En l’occurrence, une société a saisi le Tribunal administratif de Bastia d’un recours en annulation contre un arrêté préfectoral fixant à 34 736 euros la redevance d’occupation du domaine public maritime, appartenant à l’État. Dans ce contexte, en application de l’article L. 113-1 du code de justice administrative, le tribunal administratif de Bastia a sursis à statuer et transmis trois questions au Conseil d’État, dont celle qui nous intéresse ici, à savoir « Les dispositions financières fixant le montant de la redevance sont-elles divisibles du titre autorisant l’occupation temporaire du domaine public ? »
La redevance d’occupation du domaine public
Dans un premier temps de son raisonnement, le Conseil d’État rappelle qu’en principe, l’occupation du domaine public donne lieu à paiement d’une redevance.
Tant ce principe que ses dérogations résultent de l’application des dispositions de l’article L. 2125-1 du code général de la propriété des personnes publiques :
« Toute occupation ou utilisation du domaine public d’une personne publique mentionnée à l’article L. 1 donne lieu au paiement d’une redevance ».
La redevance d’occupation du domaine public est un corollaire de l’utilisation privative du domaine public et permet, ainsi, à la personne publique propriétaire d’utilement valoriser son domaine public à des fins financières et économiques.
Le montant de la redevance doit tenir compte des avantages de toute nature procurés au titulaire de l’autorisation (article L. 2125-3 du code général de la propriété des personnes publiques).
Quand l’assiette de la redevance n’est pas fixée par un texte, généralement réglementaire, c’est le propriétaire du domaine public ou les autorités gestionnaires du domaine public, qui sont compétentes pour fixer le montant de la redevance.
En pratique, pour tenir compte de cette exigence, la fixation de la redevance se fonde sur un élément fixe, le droit d’occupation de la dépendance domaniale, soit l’équivalent de la valeur locative d’une propriété privée comparable à celle de la dépendance sur laquelle l’occupation est autorisée, et sur un élément variable, qui représente le niveau de profits procurés par l’utilisation. Il s’agit, ici, de prendre en compte les avantages tirés par l’occupant de l’occupation du domaine public.
La redevance est payable d’avance et annuellement (article L. 2125-4 du code général de la propriété des personnes publiques).
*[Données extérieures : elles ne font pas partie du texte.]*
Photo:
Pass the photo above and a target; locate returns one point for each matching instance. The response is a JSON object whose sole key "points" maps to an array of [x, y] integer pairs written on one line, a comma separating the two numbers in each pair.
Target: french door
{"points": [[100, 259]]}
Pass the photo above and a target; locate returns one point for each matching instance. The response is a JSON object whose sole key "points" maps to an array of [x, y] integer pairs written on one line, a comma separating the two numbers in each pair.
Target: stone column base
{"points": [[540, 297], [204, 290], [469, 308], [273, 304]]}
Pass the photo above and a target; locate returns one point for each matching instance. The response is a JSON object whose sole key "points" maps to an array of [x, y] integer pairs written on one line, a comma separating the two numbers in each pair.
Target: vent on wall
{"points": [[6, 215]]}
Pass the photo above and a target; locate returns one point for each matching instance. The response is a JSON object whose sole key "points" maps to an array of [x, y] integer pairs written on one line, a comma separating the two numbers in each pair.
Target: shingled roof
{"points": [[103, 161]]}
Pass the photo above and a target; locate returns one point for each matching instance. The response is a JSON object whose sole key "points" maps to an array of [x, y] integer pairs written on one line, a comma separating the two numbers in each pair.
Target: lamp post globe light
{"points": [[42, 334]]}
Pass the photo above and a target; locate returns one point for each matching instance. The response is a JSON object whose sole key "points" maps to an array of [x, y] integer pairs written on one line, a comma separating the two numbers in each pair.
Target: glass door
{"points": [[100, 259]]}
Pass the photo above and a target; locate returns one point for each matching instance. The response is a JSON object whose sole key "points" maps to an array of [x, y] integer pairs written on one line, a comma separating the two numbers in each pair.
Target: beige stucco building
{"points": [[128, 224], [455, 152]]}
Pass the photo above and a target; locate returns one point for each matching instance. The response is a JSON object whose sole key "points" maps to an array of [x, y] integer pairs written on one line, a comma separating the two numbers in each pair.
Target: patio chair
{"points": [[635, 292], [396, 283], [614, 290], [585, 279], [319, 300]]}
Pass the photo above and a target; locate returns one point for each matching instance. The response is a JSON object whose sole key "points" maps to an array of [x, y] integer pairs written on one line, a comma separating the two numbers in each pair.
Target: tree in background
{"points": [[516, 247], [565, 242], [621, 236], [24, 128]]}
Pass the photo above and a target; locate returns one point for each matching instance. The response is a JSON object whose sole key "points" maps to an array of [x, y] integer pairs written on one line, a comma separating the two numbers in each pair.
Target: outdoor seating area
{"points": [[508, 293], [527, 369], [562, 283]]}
Le contrôle de la redevance par le juge administratif
L’article L. 2331-1 du code général de la propriété des personnes publiques prévoit que les litiges relatifs au principe et au montant des redevances d’occupation et d’utilisation du domaine public, quelles que soient les modalités de leur fixation, sont portés devant la juridiction administrative.
Et, de jurisprudence constante, le juge administratif exerce un contrôle de l’erreur manifeste d’appréciation (CE, 25 septembre 2025, n° 500350). Il n’en demeure pas moins que son approche est réaliste, c’est-à-dire circonstanciée et pragmatique.
Autrement dit, si le contrôle est limité à l’erreur manifeste d’appréciation, l’analyse du juge est particulièrement factuelle. Le juge administratif vérifie que les conditions réelles d’occupation de la dépendance du domaine public sont bien intégrées dans la détermination du montant de la redevance.
Affirmation de la divisibilité des dispositions financières du titre d’occupation
L’apport de l’avis réside dans ce point. En l’occurrence, le Conseil d’État précise que :
« les dispositions d’une autorisation unilatérale d’occupation du domaine public de l’Etat relatives au montant de la redevance due à raison de cette occupation sont divisibles du reste de cette autorisation » (CE, avis, 2 juin 2026, n° 513349)
Dès lors, l’occupant du domaine public peut saisir le juge d’un recours en excès de pouvoir pour obtenir l’annulation de ces dispositions.
Et, en cas d’annulation des dispositions relatives au montant de la redevance, il appartient à l’autorité gestionnaire du domaine public d’arrêter les nouvelles conditions financières d’occupation du domaine public, conformément aux dispositions du code général de la propriété des personnes publiques ainsi que de la jurisprudence administrative.
On en tire quoi en pratique ?
En théorie, cette solution tend à sécuriser la position de l’occupant qui peut contester uniquement le montant de la redevance fixé sans risquer l’annulation de son titre d’occupation lui-même.
Dans la mesure où un recours en annulation n’est pas suspensif, nous conseillons impérativement d’introduire en parallèle un référé-suspension de l’article L. 521-1 du code de justice administrative.